A utilização do pronome nobre pela juíza faz supor que as mulheres são um grupo homogêneo, que compartilham igualitariamente das oportunidades sociais, em especial no que concerne ao acesso a educação.

No entanto, segundo dados do Ministério da Educação, em 2000 apenas 2,2% do contingente de formandos nas universidades eram negros, enquanto os brancos representaram 80%.

O argumento da juíza não leva em conta o fato dos homens entrarem mais cedo do que as mulheres no mercado de trabalho com prejuízos para a sua permanência no sistema educacional e que apesar disso, os estudos recentes sobre a mulher no mercado de trabalho revelam que elas precisam de uma vantagem de cinco anos de escolaridade para alcançar a mesma probabilidade que os homens tem de obter um emprego no setor formal. Para as mulheres negras alcançarem os mesmos padrões salariais das mulheres brancas com quatro a sete anos de estudos elas precisam de mais quatro anos de instrução, ou seja de oito a onze anos de estudos. Essa é a igualdade de gênero e de raça instituídas no mercado de trabalho e o retorno que as mulheres, sobretudo as negras, têm do seu esforço educacional.

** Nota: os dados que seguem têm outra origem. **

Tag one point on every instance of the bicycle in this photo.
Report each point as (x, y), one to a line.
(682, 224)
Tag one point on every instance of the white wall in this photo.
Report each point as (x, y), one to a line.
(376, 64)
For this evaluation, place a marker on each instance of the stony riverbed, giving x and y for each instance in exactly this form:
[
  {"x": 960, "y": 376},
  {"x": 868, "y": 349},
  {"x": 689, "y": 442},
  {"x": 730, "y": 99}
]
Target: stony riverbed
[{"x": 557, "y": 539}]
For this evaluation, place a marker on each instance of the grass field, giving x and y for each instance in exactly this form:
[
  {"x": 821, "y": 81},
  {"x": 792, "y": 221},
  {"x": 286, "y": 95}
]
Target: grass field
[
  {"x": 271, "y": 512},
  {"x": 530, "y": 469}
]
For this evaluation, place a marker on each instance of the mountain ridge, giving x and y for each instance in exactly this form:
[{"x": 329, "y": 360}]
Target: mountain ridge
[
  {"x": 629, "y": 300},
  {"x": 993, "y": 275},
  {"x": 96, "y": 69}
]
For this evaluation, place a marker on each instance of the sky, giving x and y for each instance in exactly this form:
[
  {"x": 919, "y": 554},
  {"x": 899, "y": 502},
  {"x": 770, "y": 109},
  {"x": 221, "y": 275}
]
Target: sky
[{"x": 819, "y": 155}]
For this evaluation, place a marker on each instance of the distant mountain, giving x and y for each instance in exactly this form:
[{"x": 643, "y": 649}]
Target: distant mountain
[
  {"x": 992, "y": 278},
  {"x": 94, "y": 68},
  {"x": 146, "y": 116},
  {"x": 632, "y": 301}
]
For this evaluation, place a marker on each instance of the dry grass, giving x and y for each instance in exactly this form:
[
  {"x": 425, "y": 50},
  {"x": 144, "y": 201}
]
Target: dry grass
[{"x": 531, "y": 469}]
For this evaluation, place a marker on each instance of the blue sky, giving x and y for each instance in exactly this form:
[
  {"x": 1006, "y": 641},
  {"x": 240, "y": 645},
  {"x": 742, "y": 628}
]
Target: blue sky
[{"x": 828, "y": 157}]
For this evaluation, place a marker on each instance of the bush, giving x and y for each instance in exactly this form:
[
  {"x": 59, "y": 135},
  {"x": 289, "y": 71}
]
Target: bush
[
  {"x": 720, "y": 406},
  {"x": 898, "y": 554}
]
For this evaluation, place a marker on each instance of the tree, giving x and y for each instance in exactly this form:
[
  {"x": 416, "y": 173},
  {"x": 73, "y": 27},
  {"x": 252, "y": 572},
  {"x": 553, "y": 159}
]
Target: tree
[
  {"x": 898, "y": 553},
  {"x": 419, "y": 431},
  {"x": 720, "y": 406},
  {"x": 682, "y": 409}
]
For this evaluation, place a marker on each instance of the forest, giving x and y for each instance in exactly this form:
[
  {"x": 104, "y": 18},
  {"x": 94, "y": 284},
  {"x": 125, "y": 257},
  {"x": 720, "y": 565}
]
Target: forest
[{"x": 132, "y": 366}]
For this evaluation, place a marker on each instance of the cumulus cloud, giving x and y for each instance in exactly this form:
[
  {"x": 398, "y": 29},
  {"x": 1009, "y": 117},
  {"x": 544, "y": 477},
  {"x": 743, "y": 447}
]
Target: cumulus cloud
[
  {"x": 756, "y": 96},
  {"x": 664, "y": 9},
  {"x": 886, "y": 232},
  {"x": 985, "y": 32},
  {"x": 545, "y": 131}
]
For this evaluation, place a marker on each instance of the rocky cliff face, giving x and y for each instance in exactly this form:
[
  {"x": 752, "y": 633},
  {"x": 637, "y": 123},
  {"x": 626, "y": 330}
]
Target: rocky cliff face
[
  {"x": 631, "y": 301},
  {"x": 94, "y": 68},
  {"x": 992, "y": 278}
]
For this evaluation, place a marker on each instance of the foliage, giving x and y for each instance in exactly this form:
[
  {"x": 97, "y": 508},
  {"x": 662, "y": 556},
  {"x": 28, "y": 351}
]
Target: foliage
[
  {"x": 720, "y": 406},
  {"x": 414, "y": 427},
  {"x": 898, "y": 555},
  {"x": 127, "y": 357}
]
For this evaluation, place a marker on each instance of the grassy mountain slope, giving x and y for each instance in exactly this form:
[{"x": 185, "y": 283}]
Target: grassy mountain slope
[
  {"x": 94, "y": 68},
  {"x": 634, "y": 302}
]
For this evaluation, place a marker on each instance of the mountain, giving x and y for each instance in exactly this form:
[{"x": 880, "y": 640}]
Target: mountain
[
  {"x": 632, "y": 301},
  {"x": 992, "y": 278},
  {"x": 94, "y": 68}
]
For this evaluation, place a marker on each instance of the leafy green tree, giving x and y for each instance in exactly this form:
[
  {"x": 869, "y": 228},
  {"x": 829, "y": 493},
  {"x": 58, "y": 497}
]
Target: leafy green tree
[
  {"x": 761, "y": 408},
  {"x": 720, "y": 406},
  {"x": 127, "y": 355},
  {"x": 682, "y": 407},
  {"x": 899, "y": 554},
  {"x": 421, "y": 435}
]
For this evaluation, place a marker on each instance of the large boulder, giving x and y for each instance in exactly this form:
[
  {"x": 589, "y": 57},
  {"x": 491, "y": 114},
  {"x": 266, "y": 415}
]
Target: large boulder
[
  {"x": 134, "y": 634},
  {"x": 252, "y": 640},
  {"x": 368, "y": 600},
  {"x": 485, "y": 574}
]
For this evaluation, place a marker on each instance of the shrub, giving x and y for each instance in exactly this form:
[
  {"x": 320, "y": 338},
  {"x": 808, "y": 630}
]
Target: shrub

Dentre a porcentagem ínfima de negros que adentram às universidades em nosso país, deve estar a leitora desse jornal, Carla Ubaldina Carneiro de Oliveira que em carta ao Correio de 20/02/2002 diz: “será intolerável ver minha vitória pessoal, resultante do esforço e dedicação que tive durante toda a minha vida aos estudos, ser considerada fruto de uma ‘vantagem’ concedida á população negra por uma determinação legal, a qual abomino.”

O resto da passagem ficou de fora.